Today, 100 years later, mechanical quantum
systems are an experimental reality
in laboratories all over the
world - enabled by the development of quantum
optomechanics,
a new paradigm for light-matter interaction that allows quantum
optical
control of solid-state mechanical objects (Curiously, one of the first ideas
along
this line already appeared in a letter from Schrödinger to Sommerfeld
in 1931).
Devices currently being studied cover a
mass range of more than 17 orders of magnitude
- from nanomechanical waveguides of some picograms
to macroscopic, kilogram-weight
mirrors
of gravitational wave detectors.
The fast progress in controlling ever
increasing masses in the quantum regime creates
new and unexpected
opportunities to address one of the outstanding questions at the
interface
between quantum physics and gravity, namely “does gravity require a quantum
description?”.
Concretely, quantum optomechanics enables experiments
that
directly
probe the phenomenology of quantum states of gravitational source masses.
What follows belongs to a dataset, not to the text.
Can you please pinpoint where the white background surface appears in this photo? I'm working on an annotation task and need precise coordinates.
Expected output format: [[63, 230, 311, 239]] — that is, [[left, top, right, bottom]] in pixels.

This can lead to experimental outcomes
that are inconsistent with the predictions of a
purely
classical field theory of gravity. Such 'Quantum Cavendish' experiments will
rely
on delocalized motional
quantum states of sufficiently massive objects and gravity
experiments
on the micrometer scale. I review the current status in the lab and the
challenges
to be overcome for future experiments.